“For my money, Ted Williams is the greatest hitter of all-time. I’d take him over Ruth, I’d take him over Cobb. I’d take him over Cobb because of the combination of power and average. I’d take him over Ruth because with Ruth, you can only speculate about what he would have done in the modern era. Ted Williams hit .388 at the age of 39 in 1957. He was what few of us ever become; he was exactly what he set out to be. He said he wanted to be able to walk down the street some day and have people say “There goes the greatest hitter who ever lived”. And if they don’t say that, it’s only because they don’t know what they’re talking about.” – Bob Costas
As the baseball season has ended, there comes a reconnection to the things of the past which we enjoy. We remember, we retell things gone by and we hope for the near future victories and joy in the passion of the national pastime. Some of the things that have long been associated with the joys of baseball are the simplicities of the game. Even amidst the controversies, which have happened every year, in the entire history of the game, we focus on the basic joys of the game. As Ron Shelton penned in regards to the complications of what baseball entails, “This is a simple game: You throw the ball; you hit the ball; you catch the ball. Sometimes you win. Sometimes it rains.” The simplicity of things is where we go in our minds when things are difficult. Maybe we watch a movie or read a book and absorb our attention with a story, maybe we watch the ballgame, maybe we play golf or go for a walk; the basic element is distraction to the simple amidst complication. We sit-back and allow the memories or the actions of the less than complicated to wash over us in our moments of being overwhelmed. The simplicity of things is in the argument we give ourselves in these rough times, “C’mon, this is easy! I can do this. I just gotta go one step at a time and I’ll get done what I need to do to get through this.” The honesty within this simple mindset is about the furthest from the truth that we can encourage ourselves with. The reality in baseball is that it is one of the most difficult games that exists. Having someone deceptively throw something 3 inches wide at you, faster than most of us drive, with the only defense to be a stick which is a little thinner than the ball are the basic reasons so few have found great success in playing baseball. The truth of life is fairly similar in the reality of complication in reflection of the simplicity of the context we view it in.
The fact of this, in the words of Ted Williams, is that baseball is the only field of endeavor where a man can succeed three times out of ten and be considered a good performer.
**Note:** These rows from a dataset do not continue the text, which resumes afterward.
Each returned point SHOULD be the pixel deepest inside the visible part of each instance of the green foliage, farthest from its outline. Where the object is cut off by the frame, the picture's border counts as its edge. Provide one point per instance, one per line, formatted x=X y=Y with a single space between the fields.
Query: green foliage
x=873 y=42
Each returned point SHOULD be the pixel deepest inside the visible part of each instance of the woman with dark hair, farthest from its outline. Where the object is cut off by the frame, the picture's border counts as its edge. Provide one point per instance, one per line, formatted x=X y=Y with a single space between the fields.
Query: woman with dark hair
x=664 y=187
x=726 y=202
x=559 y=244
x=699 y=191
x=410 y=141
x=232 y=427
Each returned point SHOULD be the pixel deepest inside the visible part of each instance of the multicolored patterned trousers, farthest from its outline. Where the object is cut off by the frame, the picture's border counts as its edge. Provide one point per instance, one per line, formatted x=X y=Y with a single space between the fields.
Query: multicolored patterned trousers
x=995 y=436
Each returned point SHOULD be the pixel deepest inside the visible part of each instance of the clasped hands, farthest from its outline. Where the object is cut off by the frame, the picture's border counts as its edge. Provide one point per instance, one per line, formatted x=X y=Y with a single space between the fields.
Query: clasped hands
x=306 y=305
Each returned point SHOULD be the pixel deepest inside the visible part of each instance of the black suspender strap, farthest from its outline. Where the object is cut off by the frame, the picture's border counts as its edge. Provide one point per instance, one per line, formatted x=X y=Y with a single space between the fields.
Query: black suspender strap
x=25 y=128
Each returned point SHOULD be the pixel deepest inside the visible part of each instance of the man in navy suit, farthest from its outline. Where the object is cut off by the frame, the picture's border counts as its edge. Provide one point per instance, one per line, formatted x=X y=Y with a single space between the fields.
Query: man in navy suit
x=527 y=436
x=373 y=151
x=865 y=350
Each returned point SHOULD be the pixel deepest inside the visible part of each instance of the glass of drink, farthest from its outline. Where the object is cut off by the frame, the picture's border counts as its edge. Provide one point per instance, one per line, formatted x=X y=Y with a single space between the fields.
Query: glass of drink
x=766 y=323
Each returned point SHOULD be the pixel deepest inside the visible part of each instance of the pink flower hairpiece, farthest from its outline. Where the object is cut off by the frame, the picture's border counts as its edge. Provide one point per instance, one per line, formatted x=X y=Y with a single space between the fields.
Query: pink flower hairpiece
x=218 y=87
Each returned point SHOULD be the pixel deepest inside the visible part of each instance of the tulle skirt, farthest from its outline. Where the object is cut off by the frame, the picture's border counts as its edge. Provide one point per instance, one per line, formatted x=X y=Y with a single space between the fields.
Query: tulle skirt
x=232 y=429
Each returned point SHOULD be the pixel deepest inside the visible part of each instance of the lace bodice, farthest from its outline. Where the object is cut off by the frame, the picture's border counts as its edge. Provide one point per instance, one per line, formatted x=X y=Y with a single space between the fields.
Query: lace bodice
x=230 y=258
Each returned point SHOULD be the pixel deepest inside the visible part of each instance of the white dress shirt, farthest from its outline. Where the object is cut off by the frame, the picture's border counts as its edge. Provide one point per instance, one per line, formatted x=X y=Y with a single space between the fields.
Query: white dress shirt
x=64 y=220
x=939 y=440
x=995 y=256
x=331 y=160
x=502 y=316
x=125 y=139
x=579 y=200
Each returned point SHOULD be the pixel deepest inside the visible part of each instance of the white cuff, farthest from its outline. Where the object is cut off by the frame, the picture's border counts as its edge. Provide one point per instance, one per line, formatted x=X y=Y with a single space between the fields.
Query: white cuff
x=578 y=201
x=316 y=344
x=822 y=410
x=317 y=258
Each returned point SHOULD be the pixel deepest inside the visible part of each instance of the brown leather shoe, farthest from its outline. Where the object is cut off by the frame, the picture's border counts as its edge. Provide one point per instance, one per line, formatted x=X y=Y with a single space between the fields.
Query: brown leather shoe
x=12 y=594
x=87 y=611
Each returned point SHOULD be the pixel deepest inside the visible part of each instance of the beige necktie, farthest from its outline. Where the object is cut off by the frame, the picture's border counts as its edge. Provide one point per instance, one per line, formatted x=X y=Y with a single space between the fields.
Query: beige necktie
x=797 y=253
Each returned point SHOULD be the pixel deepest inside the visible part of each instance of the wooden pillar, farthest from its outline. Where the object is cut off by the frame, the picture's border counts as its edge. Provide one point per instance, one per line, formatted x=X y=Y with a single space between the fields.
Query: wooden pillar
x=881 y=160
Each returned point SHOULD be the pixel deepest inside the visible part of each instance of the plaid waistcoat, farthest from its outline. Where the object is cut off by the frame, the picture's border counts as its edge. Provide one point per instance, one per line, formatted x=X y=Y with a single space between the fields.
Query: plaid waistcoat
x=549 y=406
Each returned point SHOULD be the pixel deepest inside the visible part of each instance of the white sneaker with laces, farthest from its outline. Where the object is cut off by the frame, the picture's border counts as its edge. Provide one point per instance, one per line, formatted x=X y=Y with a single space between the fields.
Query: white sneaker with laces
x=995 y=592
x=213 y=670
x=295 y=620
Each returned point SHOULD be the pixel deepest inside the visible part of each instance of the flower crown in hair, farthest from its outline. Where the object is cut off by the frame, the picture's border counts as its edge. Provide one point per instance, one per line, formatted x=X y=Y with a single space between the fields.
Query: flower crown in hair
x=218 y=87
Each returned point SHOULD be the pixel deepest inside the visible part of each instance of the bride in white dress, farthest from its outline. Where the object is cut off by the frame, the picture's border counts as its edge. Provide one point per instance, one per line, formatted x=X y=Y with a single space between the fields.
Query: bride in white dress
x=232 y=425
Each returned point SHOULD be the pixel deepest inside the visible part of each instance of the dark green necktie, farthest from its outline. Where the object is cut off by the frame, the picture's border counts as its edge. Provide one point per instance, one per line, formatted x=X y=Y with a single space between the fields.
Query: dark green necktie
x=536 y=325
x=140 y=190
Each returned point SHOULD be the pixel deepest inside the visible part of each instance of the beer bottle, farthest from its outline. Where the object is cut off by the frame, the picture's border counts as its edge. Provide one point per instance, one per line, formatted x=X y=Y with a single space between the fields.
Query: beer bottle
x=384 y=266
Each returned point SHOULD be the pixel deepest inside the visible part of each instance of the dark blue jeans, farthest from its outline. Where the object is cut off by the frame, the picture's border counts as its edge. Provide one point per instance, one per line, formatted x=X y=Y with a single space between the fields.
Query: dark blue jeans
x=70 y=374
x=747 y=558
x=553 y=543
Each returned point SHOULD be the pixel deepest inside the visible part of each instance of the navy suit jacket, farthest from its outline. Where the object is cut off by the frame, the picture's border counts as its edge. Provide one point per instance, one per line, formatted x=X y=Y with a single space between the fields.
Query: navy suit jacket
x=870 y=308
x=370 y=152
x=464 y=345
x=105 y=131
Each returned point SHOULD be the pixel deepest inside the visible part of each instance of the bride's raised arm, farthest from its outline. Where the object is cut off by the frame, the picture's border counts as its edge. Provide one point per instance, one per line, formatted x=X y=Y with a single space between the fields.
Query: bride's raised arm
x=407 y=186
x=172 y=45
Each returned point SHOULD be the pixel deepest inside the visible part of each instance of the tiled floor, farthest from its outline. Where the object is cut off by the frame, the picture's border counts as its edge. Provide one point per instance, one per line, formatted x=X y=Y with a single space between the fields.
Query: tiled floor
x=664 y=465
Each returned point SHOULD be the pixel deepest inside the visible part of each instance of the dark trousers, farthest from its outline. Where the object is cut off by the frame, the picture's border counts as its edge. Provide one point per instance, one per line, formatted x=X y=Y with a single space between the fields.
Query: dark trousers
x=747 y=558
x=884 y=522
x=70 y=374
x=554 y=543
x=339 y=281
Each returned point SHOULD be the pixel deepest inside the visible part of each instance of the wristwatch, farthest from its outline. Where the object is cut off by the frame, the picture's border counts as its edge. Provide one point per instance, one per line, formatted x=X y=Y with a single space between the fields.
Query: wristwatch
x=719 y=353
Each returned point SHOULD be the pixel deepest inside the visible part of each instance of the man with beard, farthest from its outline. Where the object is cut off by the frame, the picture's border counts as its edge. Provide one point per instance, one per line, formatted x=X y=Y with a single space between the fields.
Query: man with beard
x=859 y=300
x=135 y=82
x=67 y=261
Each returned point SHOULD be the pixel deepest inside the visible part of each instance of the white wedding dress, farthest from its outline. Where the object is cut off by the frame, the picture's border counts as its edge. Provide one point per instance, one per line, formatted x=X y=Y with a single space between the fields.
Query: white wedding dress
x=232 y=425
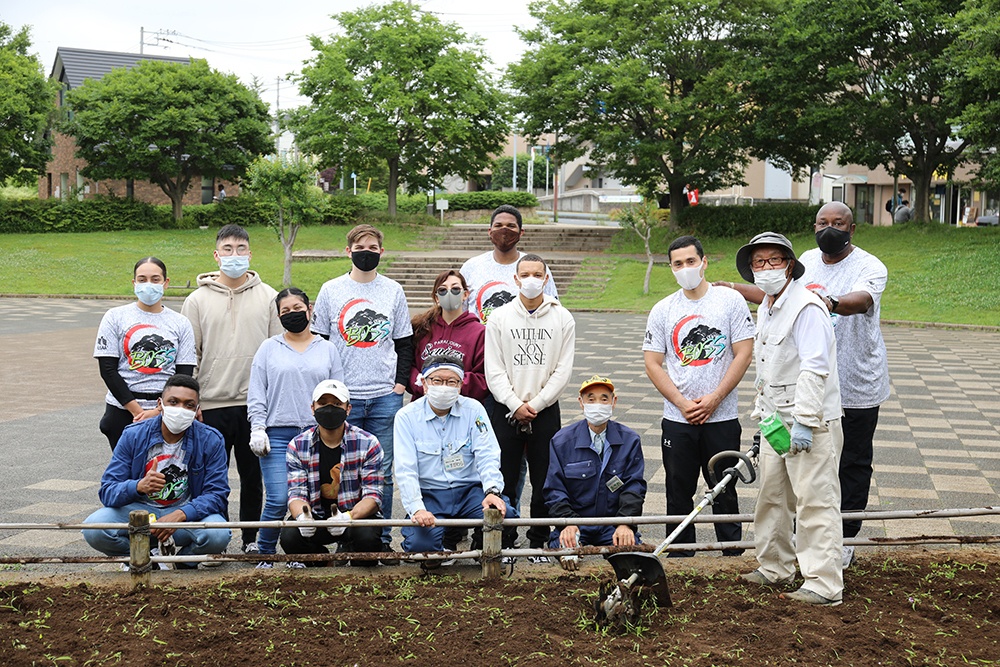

This said by a brilliantly talented man who believed in practice, practice, practice and is revered with his .406 batting average – the last man to hit over .400 for a single season in baseball since 1930. Ted’s goal was set out in a human desire, “…to have people say, ‘there goes Ted Williams, the best hitter that ever lived.’” And while he may be considered the greatest hitter of all time, the truth of .406 in life would not be a welcome average. In life, 3 out of 10 leaves us overwhelmed, disillusioned and mired in the frustrations of failure. Working 10 hours to only get paid for 3 would be disastrous. Living 10 days and only being able to eat 3 of them would be disparaging. 10 years of marriage with only 3 filled with love would wither a heart into bitterness. 10 men and women of the body of Christ where only 3 trusted Him and knew the power and consistency of his provision, is a tragedy that our communities of faith know too well. Fortunately for us, the Lord our God is not a .406 hitter in life; He is a 10 out of 10 kind of God.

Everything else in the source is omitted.